# Searchable Data Types

A few years ago, Martín Escardó wrote an article about a seemingly-impossible program that can exhaustively search the uncountably infinite "Cantor space" (infinite streams of bits). He then showed that spaces that can be thus searched form a monad (which I threw onto hackage), and wrote a paper about the mathematical foundations which is seemingly impossible to understand.

Anyway, I thought I would give a different perspective on what is going on here. This is a more operational account, however some of the underlying topology might peek out for a few seconds. I’m no topologist, so it will be brief and possibly incorrect.

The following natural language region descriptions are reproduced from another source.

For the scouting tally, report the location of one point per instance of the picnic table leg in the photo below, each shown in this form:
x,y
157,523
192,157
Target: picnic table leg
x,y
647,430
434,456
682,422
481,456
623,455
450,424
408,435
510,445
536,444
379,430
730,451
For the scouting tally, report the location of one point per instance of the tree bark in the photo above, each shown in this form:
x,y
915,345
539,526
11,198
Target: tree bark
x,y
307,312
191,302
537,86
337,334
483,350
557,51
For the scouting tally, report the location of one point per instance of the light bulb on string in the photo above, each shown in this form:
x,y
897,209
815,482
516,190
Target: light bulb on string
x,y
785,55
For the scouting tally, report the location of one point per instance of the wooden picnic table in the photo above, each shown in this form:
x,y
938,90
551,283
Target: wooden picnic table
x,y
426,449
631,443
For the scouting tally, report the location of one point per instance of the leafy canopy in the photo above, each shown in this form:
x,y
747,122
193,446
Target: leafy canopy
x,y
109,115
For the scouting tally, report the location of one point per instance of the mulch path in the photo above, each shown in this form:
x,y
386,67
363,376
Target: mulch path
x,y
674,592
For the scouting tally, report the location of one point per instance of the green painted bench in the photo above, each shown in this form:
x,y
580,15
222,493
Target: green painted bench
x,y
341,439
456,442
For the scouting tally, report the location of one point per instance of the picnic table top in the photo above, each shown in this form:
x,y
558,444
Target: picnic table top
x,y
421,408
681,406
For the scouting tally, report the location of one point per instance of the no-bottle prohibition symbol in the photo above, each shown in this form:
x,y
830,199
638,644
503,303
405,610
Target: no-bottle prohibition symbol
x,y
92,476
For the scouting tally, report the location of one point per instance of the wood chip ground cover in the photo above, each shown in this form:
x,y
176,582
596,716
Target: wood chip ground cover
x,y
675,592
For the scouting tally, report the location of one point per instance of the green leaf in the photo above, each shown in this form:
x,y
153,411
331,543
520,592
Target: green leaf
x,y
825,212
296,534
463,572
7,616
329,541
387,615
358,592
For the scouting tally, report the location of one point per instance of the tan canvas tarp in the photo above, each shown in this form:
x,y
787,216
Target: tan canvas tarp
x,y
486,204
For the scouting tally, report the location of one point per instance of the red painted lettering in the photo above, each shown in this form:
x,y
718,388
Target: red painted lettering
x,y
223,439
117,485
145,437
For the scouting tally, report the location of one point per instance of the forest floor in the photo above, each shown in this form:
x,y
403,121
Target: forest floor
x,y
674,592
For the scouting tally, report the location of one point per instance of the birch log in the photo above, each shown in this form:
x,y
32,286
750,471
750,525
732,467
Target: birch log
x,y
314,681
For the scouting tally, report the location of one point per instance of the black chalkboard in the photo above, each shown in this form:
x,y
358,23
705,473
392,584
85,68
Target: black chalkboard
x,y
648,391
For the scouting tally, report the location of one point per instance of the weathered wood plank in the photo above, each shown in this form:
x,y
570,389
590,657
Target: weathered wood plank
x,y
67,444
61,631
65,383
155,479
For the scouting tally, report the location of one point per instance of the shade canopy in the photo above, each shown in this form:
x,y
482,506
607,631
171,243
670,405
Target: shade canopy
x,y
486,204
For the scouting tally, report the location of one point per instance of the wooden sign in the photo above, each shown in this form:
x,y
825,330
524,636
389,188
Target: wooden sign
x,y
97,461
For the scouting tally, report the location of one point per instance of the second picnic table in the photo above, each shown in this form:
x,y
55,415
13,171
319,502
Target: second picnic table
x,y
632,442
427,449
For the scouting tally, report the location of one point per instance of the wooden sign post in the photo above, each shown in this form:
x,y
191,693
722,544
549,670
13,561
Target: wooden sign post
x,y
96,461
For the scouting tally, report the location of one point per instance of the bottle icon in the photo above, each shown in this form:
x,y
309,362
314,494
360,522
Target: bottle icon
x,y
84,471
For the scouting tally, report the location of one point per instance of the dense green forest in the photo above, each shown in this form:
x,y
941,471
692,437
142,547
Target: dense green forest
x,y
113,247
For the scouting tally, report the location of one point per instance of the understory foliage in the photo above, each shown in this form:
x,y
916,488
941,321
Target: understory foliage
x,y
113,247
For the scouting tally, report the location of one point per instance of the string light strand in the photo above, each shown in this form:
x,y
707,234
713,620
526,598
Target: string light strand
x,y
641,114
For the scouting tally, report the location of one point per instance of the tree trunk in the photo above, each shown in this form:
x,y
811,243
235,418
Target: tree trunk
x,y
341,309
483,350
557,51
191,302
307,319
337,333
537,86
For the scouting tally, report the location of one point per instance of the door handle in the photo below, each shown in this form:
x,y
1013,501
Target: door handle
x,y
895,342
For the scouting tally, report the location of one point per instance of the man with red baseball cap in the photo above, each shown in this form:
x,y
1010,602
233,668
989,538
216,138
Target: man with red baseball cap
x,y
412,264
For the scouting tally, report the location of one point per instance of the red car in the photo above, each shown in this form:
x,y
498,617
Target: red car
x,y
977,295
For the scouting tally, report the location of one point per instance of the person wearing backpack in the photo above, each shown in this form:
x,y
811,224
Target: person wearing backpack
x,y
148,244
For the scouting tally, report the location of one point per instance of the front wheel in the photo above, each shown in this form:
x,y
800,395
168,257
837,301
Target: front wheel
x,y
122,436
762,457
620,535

Let’s start with a simpler infinite space to search. The lazy naturals, or the one-point compactification of the naturals:

``````data Nat = Zero | Succ Nat
deriving (Eq,Ord,Show)
infinity = Succ infinity
``````

Let’s partially instantiate `Num` just so we have something to play with.

``````instance Num Nat where
Zero   + y = y
Succ x + y = Succ (x + y)
Zero   * y = Zero
Succ x * y = y + (x * y)
fromInteger 0 = Zero
fromInteger n = Succ (fromInteger (n-1))
``````

We wish to construct this function:

``````search :: (Nat -> Bool) -> Maybe Nat
``````

Which returns a `Nat` satisfying the criterion if there is one, otherwise `Nothing`. We assume that the given criterion is total, that is, it always returns, even if it is given `infinity`. We’re not trying to solve the halting problem. :-)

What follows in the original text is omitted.